St. Kenneth's Chapel is a ruined chapel on Inch Kenneth Island, Parish of Kilfinichen and Kilvickeon, Isle of Mull, Argyll and Bute, Scotland. It dates to the 13th century. It became a Scheduled Monument on 27 March 1928.

==Description==
The church measures approximately 12 m by 6 m. It features heavy corner buttresses in front and has four pointed windows; two lancet windows are on the east wall, while there are two smaller windows on the north and south side of the chancel. A step divides the chancel and the nave. The main entrance to the church lies at the west end of the north wall. The church is heavily ruined on the south side in particular. A burial enclosure lies to the south of the chancel.

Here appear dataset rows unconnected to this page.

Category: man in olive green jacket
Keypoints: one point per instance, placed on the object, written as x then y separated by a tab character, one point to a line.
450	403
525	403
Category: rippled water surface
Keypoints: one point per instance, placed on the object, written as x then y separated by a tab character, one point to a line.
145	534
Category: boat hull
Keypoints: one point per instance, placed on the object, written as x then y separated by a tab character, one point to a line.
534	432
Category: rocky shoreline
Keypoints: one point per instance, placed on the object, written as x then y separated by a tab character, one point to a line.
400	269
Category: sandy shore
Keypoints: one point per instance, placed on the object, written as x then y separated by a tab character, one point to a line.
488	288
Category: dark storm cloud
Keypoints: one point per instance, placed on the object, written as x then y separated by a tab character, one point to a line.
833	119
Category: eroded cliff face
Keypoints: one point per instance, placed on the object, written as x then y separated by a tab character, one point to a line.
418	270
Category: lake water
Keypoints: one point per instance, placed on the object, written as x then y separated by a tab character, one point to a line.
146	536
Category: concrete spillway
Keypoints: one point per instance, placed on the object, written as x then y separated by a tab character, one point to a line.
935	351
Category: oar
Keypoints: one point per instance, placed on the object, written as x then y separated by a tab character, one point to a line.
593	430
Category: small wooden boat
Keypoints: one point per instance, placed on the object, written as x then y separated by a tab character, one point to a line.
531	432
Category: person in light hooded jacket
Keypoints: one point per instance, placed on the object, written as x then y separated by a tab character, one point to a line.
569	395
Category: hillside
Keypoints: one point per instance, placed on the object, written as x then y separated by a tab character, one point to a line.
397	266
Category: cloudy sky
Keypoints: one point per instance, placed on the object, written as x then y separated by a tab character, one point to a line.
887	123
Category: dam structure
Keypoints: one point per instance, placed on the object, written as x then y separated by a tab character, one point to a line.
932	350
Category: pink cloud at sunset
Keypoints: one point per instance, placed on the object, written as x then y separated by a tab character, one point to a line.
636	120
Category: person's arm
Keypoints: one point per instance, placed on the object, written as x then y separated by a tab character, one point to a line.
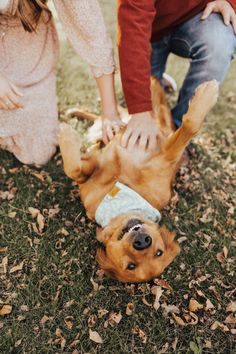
85	28
226	8
135	18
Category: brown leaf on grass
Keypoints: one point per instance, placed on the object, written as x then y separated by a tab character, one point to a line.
68	320
174	344
129	309
40	221
114	318
231	307
24	308
194	305
137	331
170	309
146	302
95	285
163	283
12	214
33	212
164	349
102	312
209	305
44	319
4	264
191	318
5	310
17	268
158	292
220	325
222	256
178	320
95	337
62	231
231	319
92	321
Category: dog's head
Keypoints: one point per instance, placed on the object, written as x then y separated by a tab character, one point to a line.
136	250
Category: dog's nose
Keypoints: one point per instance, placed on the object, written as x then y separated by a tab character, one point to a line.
142	241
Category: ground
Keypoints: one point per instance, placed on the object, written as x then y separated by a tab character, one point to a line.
53	298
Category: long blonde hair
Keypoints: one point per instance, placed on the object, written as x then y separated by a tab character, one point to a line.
30	11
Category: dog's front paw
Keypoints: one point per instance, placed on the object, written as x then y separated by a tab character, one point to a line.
204	99
206	95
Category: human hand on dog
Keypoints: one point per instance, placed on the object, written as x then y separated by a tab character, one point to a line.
110	127
141	130
224	8
9	94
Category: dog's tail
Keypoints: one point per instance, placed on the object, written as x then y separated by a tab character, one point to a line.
80	115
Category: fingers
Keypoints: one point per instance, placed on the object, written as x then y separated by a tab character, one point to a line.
16	90
125	137
14	100
208	10
133	140
110	129
226	16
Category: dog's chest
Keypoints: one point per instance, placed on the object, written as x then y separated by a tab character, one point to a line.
134	158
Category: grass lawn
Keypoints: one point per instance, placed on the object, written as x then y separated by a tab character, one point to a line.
59	302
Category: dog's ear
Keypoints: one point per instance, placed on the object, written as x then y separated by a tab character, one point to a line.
103	234
172	246
106	264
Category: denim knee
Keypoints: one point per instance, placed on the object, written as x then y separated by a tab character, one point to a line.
215	45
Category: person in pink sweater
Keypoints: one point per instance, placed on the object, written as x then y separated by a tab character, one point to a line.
28	58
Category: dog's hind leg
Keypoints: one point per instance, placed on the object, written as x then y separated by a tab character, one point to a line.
204	99
70	145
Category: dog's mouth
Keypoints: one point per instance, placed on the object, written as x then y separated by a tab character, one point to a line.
133	225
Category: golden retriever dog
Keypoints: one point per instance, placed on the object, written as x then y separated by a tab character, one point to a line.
125	191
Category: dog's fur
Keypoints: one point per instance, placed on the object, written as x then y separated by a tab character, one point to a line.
148	173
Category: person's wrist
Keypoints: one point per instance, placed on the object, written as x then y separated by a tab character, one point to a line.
142	115
110	113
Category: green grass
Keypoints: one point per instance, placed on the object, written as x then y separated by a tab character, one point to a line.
58	266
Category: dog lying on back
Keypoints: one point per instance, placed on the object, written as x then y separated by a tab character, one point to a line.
125	191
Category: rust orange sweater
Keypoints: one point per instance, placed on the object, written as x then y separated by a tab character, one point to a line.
139	23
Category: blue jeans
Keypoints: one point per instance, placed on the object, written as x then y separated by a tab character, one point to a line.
209	44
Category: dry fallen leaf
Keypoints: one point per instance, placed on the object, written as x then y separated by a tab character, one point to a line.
114	318
34	212
5	310
68	320
158	292
17	268
4	264
129	309
95	337
194	305
209	305
178	320
136	330
12	214
231	307
40	221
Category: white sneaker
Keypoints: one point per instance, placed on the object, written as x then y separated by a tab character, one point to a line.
169	83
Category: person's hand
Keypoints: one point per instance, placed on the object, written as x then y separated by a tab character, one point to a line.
224	8
141	130
110	127
9	95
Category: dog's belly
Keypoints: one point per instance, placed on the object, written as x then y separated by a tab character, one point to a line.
136	158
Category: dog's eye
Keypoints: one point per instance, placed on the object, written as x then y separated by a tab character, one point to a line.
131	266
159	253
136	227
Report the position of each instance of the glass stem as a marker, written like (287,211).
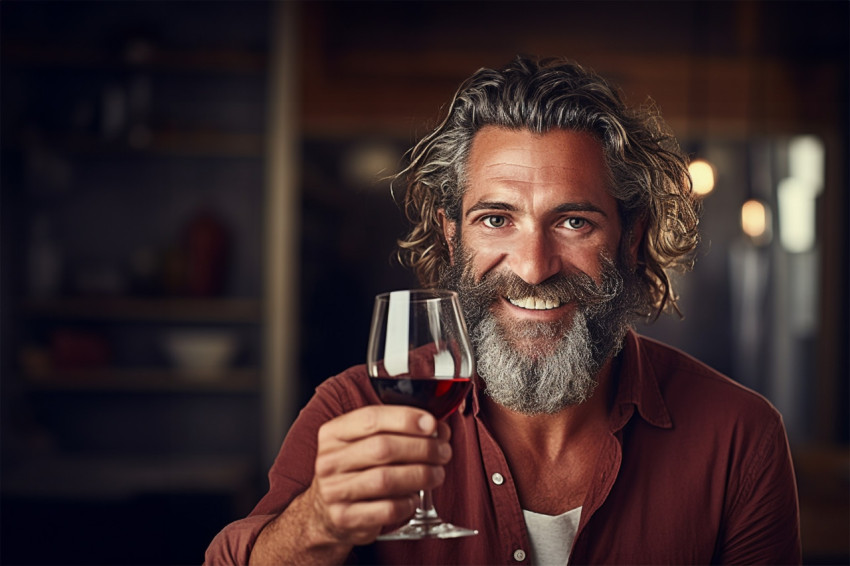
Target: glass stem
(426,512)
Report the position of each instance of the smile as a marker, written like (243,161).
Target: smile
(532,303)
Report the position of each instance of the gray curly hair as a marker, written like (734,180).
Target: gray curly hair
(648,171)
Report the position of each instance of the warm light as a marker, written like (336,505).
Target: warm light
(754,220)
(702,176)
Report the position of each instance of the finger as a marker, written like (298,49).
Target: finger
(380,483)
(383,449)
(372,419)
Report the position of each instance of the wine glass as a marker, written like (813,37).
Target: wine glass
(419,355)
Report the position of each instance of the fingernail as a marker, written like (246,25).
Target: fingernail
(426,423)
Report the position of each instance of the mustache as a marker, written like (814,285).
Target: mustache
(578,287)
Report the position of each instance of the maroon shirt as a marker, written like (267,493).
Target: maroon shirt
(696,470)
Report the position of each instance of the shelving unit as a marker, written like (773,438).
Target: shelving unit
(117,136)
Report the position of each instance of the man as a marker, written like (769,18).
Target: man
(555,212)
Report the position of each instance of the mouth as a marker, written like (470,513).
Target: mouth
(534,303)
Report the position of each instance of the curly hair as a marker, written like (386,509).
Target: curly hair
(648,171)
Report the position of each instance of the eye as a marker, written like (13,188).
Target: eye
(575,223)
(494,221)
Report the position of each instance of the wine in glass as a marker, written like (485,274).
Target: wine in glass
(419,355)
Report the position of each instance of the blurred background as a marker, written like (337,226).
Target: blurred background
(195,222)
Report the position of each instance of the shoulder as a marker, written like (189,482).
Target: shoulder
(690,387)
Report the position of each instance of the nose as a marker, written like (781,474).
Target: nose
(535,258)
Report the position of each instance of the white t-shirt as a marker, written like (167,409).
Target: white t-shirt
(551,536)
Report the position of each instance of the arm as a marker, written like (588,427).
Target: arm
(763,521)
(337,480)
(370,464)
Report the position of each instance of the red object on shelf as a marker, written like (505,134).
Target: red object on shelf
(206,255)
(75,349)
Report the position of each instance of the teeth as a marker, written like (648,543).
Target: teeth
(533,303)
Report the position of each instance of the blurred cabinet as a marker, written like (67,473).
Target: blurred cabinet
(132,237)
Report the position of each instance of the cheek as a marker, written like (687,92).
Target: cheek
(482,257)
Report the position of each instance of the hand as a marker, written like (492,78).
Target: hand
(371,464)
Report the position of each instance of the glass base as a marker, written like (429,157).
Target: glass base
(430,528)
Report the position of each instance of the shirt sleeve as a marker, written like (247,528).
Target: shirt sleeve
(762,525)
(289,476)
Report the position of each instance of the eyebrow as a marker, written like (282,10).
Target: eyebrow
(565,207)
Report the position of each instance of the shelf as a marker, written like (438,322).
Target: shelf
(140,57)
(176,143)
(105,477)
(236,311)
(146,380)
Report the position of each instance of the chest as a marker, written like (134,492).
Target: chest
(554,486)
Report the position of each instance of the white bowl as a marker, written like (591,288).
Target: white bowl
(201,353)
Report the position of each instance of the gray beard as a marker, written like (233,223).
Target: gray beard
(541,384)
(560,370)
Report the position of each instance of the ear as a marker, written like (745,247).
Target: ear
(449,232)
(636,235)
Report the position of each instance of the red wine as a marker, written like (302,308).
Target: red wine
(440,397)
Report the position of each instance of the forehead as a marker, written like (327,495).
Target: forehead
(519,159)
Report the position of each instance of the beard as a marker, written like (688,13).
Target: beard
(543,367)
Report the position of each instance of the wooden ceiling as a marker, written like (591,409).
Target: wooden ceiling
(721,68)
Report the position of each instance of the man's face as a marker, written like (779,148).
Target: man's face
(535,266)
(536,206)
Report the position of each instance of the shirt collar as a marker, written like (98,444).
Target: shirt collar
(635,382)
(637,386)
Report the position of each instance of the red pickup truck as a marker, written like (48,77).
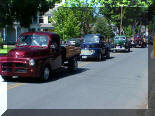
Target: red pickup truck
(38,54)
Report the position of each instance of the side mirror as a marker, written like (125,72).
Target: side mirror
(52,47)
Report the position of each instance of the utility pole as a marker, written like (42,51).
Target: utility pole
(121,19)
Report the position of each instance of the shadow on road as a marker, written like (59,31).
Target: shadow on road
(56,76)
(94,60)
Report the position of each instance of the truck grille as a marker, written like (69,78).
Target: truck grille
(14,67)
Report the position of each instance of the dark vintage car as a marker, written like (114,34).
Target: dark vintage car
(37,54)
(94,47)
(138,41)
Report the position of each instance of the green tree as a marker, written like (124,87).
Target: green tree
(66,23)
(103,27)
(23,10)
(85,13)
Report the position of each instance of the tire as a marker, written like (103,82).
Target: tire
(6,78)
(72,64)
(99,57)
(45,76)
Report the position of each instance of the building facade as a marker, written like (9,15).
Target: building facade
(42,23)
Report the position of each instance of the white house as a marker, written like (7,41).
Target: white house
(42,23)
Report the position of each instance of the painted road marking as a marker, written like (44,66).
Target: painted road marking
(11,86)
(14,85)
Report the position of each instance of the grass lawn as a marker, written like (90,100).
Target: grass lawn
(6,49)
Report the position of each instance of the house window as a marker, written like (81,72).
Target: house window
(41,19)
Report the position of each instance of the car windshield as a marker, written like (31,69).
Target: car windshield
(91,39)
(33,40)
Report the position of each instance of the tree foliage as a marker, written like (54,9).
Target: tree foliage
(103,27)
(66,23)
(22,11)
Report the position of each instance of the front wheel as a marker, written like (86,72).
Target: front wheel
(73,64)
(45,76)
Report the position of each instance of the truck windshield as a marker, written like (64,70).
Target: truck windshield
(91,39)
(119,38)
(33,40)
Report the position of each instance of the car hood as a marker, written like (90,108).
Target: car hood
(23,52)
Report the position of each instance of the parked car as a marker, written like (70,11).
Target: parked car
(94,47)
(121,44)
(75,42)
(36,55)
(138,41)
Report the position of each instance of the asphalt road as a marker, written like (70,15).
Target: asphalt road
(117,83)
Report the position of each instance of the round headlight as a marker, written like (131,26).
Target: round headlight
(31,62)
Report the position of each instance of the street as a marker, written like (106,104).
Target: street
(117,83)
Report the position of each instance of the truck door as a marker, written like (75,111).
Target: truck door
(56,60)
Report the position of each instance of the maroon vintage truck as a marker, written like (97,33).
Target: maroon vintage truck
(37,54)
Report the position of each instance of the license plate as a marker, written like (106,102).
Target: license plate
(84,57)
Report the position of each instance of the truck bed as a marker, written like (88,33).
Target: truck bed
(70,51)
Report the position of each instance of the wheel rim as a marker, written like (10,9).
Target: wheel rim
(46,73)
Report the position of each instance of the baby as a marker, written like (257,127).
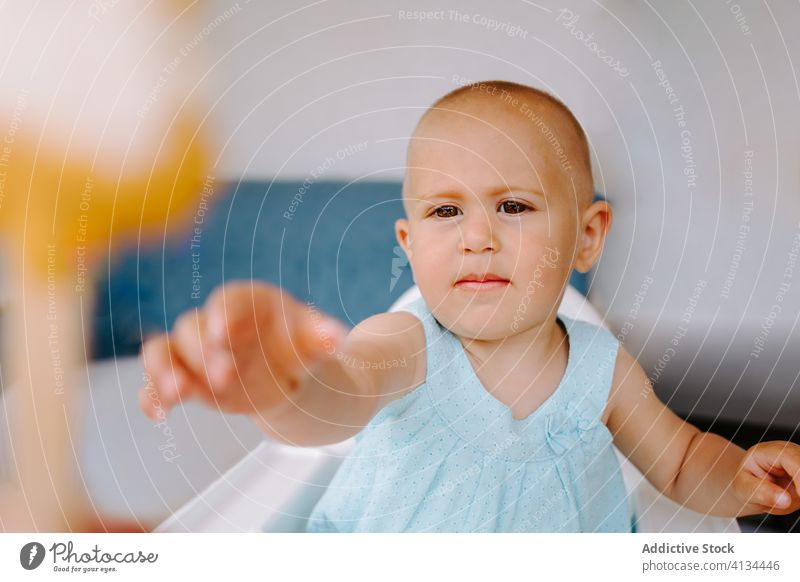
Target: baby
(501,413)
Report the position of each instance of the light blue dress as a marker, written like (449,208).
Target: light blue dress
(449,456)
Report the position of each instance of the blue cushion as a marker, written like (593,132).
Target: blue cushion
(329,243)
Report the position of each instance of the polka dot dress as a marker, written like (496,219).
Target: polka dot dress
(449,456)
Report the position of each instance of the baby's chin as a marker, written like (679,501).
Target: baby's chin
(476,323)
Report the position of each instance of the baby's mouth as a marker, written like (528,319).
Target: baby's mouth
(482,282)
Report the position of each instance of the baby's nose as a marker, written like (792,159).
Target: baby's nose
(478,235)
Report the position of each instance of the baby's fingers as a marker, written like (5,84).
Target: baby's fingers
(767,495)
(777,458)
(166,378)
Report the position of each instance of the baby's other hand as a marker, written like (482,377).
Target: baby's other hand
(246,350)
(768,478)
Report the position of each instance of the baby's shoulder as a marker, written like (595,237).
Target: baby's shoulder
(629,384)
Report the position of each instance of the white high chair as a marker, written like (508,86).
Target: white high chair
(275,487)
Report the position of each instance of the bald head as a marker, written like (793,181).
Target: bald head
(557,135)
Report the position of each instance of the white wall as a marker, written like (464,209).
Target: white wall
(298,82)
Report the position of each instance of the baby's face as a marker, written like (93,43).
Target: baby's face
(487,198)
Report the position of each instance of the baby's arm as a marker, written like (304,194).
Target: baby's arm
(253,349)
(702,471)
(381,359)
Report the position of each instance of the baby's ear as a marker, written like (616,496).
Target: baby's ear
(595,224)
(403,235)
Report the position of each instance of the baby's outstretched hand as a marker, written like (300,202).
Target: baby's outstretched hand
(246,350)
(768,478)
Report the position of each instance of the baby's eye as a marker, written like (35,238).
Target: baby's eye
(448,211)
(514,207)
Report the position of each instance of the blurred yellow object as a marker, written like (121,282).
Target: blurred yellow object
(53,199)
(103,143)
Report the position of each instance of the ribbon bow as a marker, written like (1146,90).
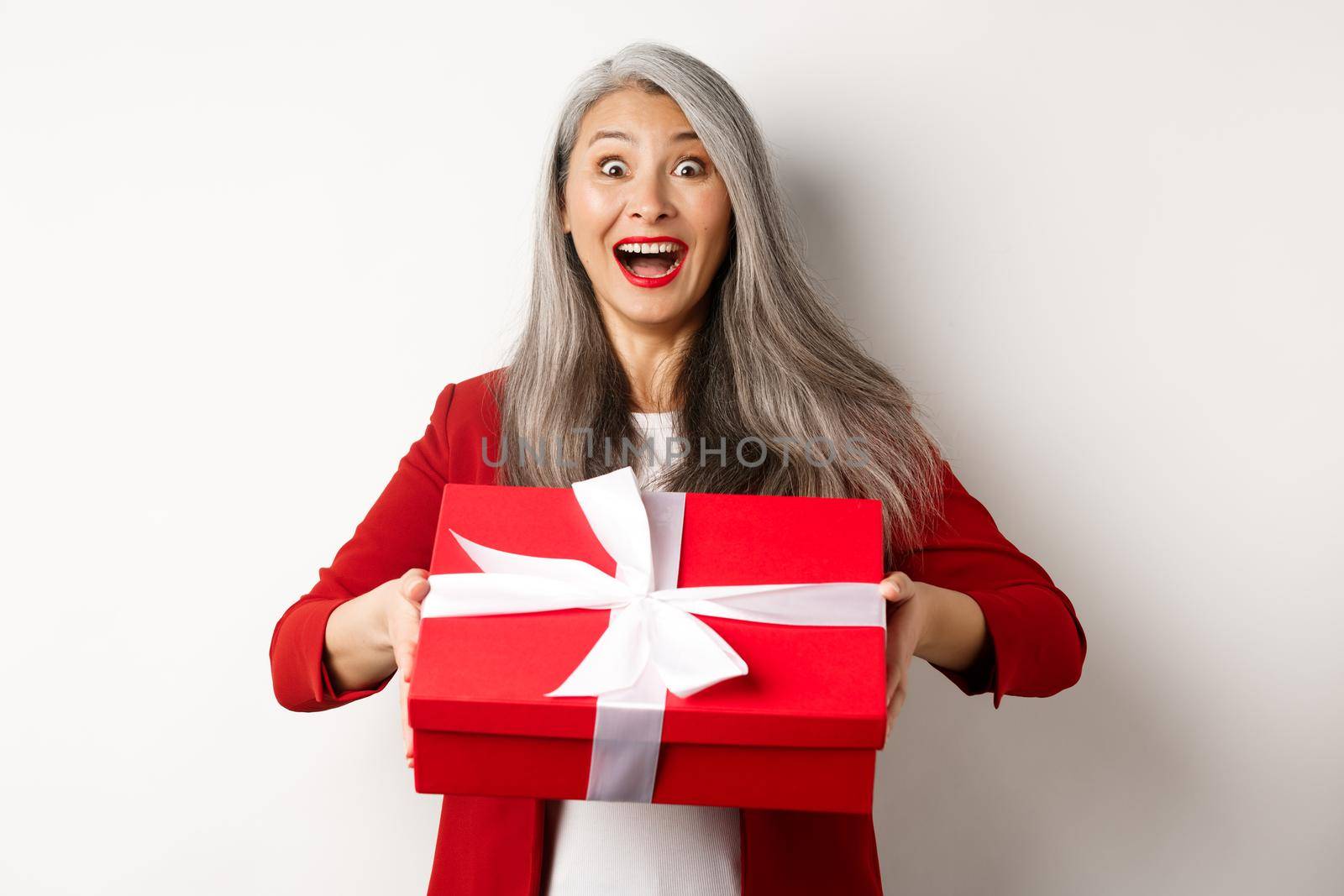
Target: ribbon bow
(654,642)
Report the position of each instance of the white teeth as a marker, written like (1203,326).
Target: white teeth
(647,248)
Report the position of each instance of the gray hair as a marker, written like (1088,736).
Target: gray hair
(770,363)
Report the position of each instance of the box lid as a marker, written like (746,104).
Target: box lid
(806,687)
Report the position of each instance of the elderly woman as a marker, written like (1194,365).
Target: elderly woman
(669,300)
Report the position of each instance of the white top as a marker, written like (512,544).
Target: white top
(643,849)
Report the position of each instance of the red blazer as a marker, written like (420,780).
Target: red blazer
(494,846)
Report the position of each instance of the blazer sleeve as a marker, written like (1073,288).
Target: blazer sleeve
(1037,645)
(396,535)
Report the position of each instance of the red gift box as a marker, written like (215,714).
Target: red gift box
(799,731)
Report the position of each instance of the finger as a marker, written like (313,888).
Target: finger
(410,660)
(895,587)
(894,710)
(414,587)
(894,679)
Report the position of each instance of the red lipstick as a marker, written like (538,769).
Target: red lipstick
(652,282)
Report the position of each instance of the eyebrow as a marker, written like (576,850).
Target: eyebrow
(622,134)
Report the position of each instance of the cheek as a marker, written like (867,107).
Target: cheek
(714,215)
(589,212)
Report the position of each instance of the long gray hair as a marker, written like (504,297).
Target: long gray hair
(772,374)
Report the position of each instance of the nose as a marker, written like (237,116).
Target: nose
(649,201)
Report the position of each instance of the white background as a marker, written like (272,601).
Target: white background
(244,246)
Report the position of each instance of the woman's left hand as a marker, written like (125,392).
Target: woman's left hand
(907,616)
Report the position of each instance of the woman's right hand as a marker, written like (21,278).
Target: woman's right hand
(402,600)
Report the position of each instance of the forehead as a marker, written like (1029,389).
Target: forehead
(642,116)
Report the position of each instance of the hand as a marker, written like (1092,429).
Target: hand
(907,616)
(402,605)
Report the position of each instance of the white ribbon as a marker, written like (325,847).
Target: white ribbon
(654,642)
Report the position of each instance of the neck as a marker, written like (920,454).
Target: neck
(652,358)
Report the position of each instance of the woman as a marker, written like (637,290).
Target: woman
(667,296)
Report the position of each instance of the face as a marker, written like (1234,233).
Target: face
(642,181)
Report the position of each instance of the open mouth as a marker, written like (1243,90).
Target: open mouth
(649,261)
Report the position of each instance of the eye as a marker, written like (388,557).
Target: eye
(696,167)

To the south of the chapel is a cemetery in which there are a large number of graves. Inside the church there are eight cross slabs, which probably date between the 14th and 16th centuries. There are also graves from the 17th and 18th centuries. The cemetery is still occasionally used today. In the southwest corner of the enclosed area, there is a slate high cross. It was placed there in 1926, but was probably made between 1500 and 1560.

== History==
The exact date of the church's construction is not recorded. On the basis of architectural features, however, it can be dated to the 13th century. The earliest written record of the church to survive is from 1380. From this record and another reference in the year 1549, it is known that it served as the parish church. By the 16th century at the latest, St Kenneth's Chapel came under the control of Iona Nunnery, and Augustinian establishment. Probably as a result of the abolition of the Nunnery in 1547, the chapel ceased to be used and was left to decay. Because of the tilt of the east wall, reinforcements were added in the 16th or 17th century. In 1815 the outer walls were probably still intact, but they have since collapsed.